Çanakkale’de atık sahası genişletmek isteyen santral tarım arazilerini yok edecek

Çanakkale’de atık sahası genişletmek isteyen santral tarım arazilerini yok edecek
Çan 2 Termik Santrali, tarım arazileri ve ormanlık alanı kapsayan arazide atık sahasının genişletilmesi için ÇED süreci başlattı. Köylüler ve çevreciler, atık sahasına izin verilmesi halinde santralin neden olduğu tahribatın daha da artacağını söylüyor.

Osman ÇAKLI


Artı Gerçek - ODAŞ Holding’e bağlı Çan 2 Termik Santralı atık sahasını genişletmek için Çevre Şehircilik ve İklim Değişikliği Bakanlığı’na başvuruda bulundu. Başvuru dosyasında paylaşılan uydu görüntüsünde atık sahasının genişlemek istediği alan bölge ekonomisinin bel kemiği olan tarım arazilerini kapsıyor. Yaklaşık olarak 400 bin metrekare tarım arazisine atık depolamak isteyen şirketin bölgeye kül yağdırdığını anlatan Çan Çevre Derneği Başkanı Avukat Ümran Aydın, yeniden bir kamulaştırma sürecinin olabileceğini ve buna karşı çıkacaklarını söyledi. Atık sahasında depolanacak kimyasallara ilişkin bilgi veren çevre aktivisti Aykut Alyanak ve çiftçi Atilla Yıldız, Artı Gerçek’e konuştu.

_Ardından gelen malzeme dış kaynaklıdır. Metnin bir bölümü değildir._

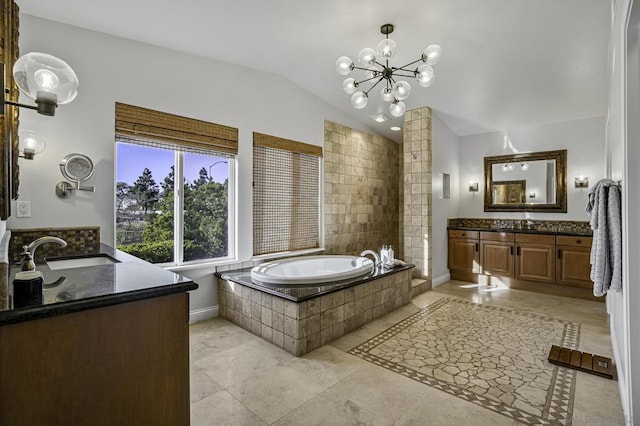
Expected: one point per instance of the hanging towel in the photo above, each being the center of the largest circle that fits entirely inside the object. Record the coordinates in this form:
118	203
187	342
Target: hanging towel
606	250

‘TARIMSAL SULAMADA DA KULLANILAN KAYNAKLARDAN SANİYEDE 300 LİTRE SU ÇEKİLİYOR’

Çanakkale’de toplamda dört farklı termik santral faaliyetini sürdürüyor. Bunlardan Çan ilçesinde olan Çan 2 Termik Santrali atıklarını depolayacak yeni arazi arayışında. Santralin bağlı olduğu ODAŞ Holding, atık sahasını genişletmek için Çevre Şehircilik ve İklim Değişikliği Bakanlığı'na resmi başvuruda bulundu. Çevre hakları savunucuları, izin verilmesi durumunda, zaten santralin neden olduğu çevreye tahribatının daha ha artacağı uyarısında bulunuyor.

Projenin genişleme sahası ve mevcut hali

Çevre aktivisti Aykut Alyanak, şirketin yılda 9 milyon metreküp temiz suyu kirlettiğini ve Biga Çayı ekosistemine zarar verdiğini belirtti. Atık genişleme sahasına onay verilmesi durumunda, atık kül ve cürufları ile toprak ve yeraltı su varlıklarındaki kimyasal oranının artabileceğine dikkati çekti.

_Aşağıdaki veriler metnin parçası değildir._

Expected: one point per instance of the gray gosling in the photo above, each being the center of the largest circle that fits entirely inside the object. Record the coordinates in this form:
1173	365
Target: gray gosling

Alyanak, tahminen 400-450 bin metrekare tarım arazisi ile ağaçlık alanın yok olacağı ve ormanlık alanda depolanacak atık küllerinin rüzgar ve yağmur aracılığıyla yayılacağı uyarısında bulundu. Alyanak, bu bilgilerin şirketin dosyasında da yer aldığını kaydetti.

Çan 2 Termik Santrali

Küllerin içinde ağır metaller, azot ve sülfürlü bileşikler olduğu halde tehlikeli atık sınıfına konmadığını sözlerine ekleyen Alyanak, şöyle konuştu:

“Atıklar gelişigüzel depolanmaya devam ediliyor. Yılda 1,4 milyon ton atık üreten Çan 2 santralinden yüzbinlerle ton kül çıkıyor. Santral aynı zamanda tarımsal sulamada da kullanılan su kaynaklarından saniyede 300 litre su çekiyor. 15 milyon metreküp gibi bir atık depolamak istiyorlar. Bu da 10 yıllık bir kirletme taahhütü demek oluyor.”

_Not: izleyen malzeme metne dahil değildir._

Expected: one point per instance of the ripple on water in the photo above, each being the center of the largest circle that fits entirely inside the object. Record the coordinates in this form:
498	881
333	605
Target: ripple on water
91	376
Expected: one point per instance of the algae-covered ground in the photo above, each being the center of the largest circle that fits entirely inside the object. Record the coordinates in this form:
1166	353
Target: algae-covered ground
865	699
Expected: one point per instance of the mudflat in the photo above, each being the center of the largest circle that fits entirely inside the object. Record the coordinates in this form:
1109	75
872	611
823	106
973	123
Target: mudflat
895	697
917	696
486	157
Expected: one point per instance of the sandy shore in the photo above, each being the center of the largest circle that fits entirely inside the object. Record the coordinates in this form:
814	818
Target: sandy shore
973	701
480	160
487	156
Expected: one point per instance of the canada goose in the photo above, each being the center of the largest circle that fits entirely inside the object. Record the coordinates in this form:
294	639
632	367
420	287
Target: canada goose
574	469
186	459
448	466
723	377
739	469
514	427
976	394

‘HAYVANLAR OTLARI YEMİYOR’

Çan Çevre Derneği Başkanı Avukat Ümran Aydın da dernek olarak dava açacaklarını söyledi ve Bahadırlı Ovası'nda termik santrale izin verilmesinin baştan yanlış olduğunu belirtti. Bölgenin domatesiyle meşhur olduğunu ama bunun geride kaldığını anlatan Aydın, çiftçilerin tarladan ikinci mahsulü alamadıklarını söyledi ve durumu şu sözlerle özetledi:

“Atık sahasının genişletilmesine biz karşıyız. Ortada tarım arazilerinin korunmasına yönelik kanunları var. İş termik santral olunca durum tam tersine dönüyor. Üstelik Türkiye emisyon değerlerini düşüreceğine dair taahhüt verirken daha da genişletmeye çalışıyor. Bahse konu bölge hala ekilip
biçilen yerler. Yaya Köyü oldukça verimli bir köydü. Şu an hayalet köye döndü. 200 haneden neredeyse 20 haneye kadar düştü. Düşünün otları yemeyen hayvanlar var. Bu çiftçiler için çok ağır bir şey. Yeniden kamulaştırma olacak diye düşünüyorum.”

Çan Çevre Derneği Başkanı Avukat Ümran Aydın

YILDA İKİ KEZ KANSER TESTİ YAPTIYOR

Yaya köyünde yaşayan 60 yaşındaki Atilla Yıldız da santral nedeniyle yulaf ve arpa ekilen alanların daraldığını söyledi ve şöyle konuştu:

“Artık çiftçilik ve hayvancılık yapılamıyor. Gençler zaten durmuyorlar ama benim gidecek yerim yok. Her altı ayda bir kere kanser testi yaptırıyorum. Geçmişte böyle dertlerimiz yoktu. Termik santral ile aramızda bir buçuk kilometre var. Toz, kül gibi şeyler ilk başlarda daha çok oluyordu ama insanlar da yerlerini satıyor. Pek çok insan para için razı geliyor."

Konuyla ilgili iddiaları sorduğumuz ODAŞ Holding yetkilileri, soruların mail ile gönderilmesini istedi. Ancak gönderdiğimiz sorulara, haber hazırlandığı sırada herhangi bir dönüş sağlamadı.